A roundel has eleven lines arranged in three stanzas, the fourth and the final lines being a refrain which repeats the opening word or words of the first line. The rhyme scheme is ABAB (refrain), BAB, ABAB (refrain) - i.e., there are only two rhymes. The roundel is particularly associated with the English poet Algernon Charles Swinburne (1837-1909), who in 1883 published A Century of Roundels, a collection of a hundred poems in this verse form.

Roundels have been written in a great variety of metres; and the refrain in the fourth and final lines may repeat more or less of the opening line, sometimes only the first syllable (as in Swinburne's sequence of seven roundels entitled A Dead Friend), sometimes as many as six syllables (as in the final roundel of his sequence entitled The Death of Richard Wagner).

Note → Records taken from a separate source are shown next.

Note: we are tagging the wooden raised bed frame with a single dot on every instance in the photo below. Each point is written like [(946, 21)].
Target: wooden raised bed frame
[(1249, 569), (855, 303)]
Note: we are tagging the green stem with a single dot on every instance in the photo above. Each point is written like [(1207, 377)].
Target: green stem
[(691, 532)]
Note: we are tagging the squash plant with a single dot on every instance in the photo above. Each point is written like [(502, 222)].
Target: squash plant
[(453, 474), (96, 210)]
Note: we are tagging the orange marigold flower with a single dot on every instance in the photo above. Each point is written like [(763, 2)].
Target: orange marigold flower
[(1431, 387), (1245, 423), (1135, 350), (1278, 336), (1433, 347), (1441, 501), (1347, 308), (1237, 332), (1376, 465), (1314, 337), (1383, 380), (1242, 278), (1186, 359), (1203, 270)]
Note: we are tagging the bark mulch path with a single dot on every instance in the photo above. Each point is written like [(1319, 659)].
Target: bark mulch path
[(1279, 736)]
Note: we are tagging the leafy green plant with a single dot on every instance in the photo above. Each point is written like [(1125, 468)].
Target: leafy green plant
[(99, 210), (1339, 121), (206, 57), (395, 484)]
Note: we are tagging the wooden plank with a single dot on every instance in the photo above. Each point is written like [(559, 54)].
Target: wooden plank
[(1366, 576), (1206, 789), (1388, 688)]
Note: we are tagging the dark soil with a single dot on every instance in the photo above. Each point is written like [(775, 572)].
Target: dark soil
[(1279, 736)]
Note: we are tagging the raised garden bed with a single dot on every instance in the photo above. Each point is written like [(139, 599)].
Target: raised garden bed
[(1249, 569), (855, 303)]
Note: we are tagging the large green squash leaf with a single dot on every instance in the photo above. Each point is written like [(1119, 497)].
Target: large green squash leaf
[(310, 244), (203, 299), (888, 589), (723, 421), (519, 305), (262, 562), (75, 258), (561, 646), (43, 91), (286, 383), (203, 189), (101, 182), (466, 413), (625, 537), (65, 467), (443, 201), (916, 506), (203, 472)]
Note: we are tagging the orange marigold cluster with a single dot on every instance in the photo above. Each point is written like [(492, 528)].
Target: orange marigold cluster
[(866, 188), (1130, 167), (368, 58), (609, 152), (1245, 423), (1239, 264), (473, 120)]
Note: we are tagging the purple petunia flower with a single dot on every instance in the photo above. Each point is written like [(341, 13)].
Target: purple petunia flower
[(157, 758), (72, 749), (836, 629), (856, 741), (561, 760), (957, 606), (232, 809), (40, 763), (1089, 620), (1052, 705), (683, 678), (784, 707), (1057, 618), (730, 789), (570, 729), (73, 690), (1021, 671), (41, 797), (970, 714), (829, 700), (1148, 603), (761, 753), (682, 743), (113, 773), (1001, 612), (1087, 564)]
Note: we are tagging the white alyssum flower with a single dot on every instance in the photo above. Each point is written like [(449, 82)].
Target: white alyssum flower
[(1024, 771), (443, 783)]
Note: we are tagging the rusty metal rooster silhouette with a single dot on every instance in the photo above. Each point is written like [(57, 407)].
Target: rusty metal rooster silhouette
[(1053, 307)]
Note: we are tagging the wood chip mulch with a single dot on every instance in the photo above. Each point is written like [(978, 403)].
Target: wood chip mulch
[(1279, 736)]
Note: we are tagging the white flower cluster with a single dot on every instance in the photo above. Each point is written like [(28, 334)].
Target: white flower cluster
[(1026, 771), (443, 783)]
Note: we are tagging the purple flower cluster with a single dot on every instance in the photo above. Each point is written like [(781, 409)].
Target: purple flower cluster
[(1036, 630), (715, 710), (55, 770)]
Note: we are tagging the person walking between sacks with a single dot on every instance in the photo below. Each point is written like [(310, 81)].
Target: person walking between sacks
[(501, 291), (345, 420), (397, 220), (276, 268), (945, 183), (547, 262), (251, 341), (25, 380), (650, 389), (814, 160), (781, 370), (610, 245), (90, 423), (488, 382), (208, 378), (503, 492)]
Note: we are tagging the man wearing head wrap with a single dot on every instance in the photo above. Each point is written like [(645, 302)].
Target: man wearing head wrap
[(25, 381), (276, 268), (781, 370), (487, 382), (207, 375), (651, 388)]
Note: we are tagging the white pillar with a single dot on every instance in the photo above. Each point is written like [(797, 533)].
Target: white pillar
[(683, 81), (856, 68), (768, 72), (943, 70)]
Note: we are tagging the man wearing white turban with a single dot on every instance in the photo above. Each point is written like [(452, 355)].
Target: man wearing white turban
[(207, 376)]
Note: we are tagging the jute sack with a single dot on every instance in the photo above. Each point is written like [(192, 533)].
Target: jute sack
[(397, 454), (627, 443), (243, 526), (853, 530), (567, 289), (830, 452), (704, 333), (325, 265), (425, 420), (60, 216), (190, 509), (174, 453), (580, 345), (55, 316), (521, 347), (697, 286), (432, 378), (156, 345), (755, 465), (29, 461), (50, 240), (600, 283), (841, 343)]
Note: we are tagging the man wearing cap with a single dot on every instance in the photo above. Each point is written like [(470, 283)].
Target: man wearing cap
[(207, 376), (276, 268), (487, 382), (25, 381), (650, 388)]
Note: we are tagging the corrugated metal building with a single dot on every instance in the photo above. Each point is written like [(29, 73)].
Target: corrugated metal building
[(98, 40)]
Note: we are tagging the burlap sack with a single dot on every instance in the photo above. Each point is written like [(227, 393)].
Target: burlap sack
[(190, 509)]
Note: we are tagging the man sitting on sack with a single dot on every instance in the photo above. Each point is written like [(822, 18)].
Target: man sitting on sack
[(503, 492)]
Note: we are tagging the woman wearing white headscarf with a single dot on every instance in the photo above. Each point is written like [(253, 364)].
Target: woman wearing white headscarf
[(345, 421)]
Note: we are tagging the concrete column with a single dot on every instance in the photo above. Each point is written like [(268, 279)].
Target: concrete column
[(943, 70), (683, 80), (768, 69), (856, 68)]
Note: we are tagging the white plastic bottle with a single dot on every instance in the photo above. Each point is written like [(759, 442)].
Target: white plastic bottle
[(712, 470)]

Here as an example of a roundel is Swinburne's .A Singing Lesson:

Far-fetched and dear-bought, as the proverb rehearses,
Is good, or was held so, for ladies: but nought
In a song can be good if the turn of the verse is
Far-fetched and dear-bought.
As the turn of a wave should it sound, and the thought
Ring smooth, and as light as the spray that disperses
Be the gleam of the words for the garb thereof wrought.
Let the soul in it shine through the sound as it pierces
Men's hearts with possession of music unsought;
For the bounties of song are no jealous god's mercies,
Far-fetched and dear-bought.


See further rondeau and rondel.


As well as being a kind of poem, a roundel may also be

  • a circular mark which is painted on the wings and/or fuselage of a military aircraft and serves to identify its nationality;
  • a small round window, or any small round object such as a disc, panel, plate, or the like;
  • a piece of armour in the form of a round plate which had the function of protecting the armpit;
  • (in heraldry) a circular image or device on a coat of arms.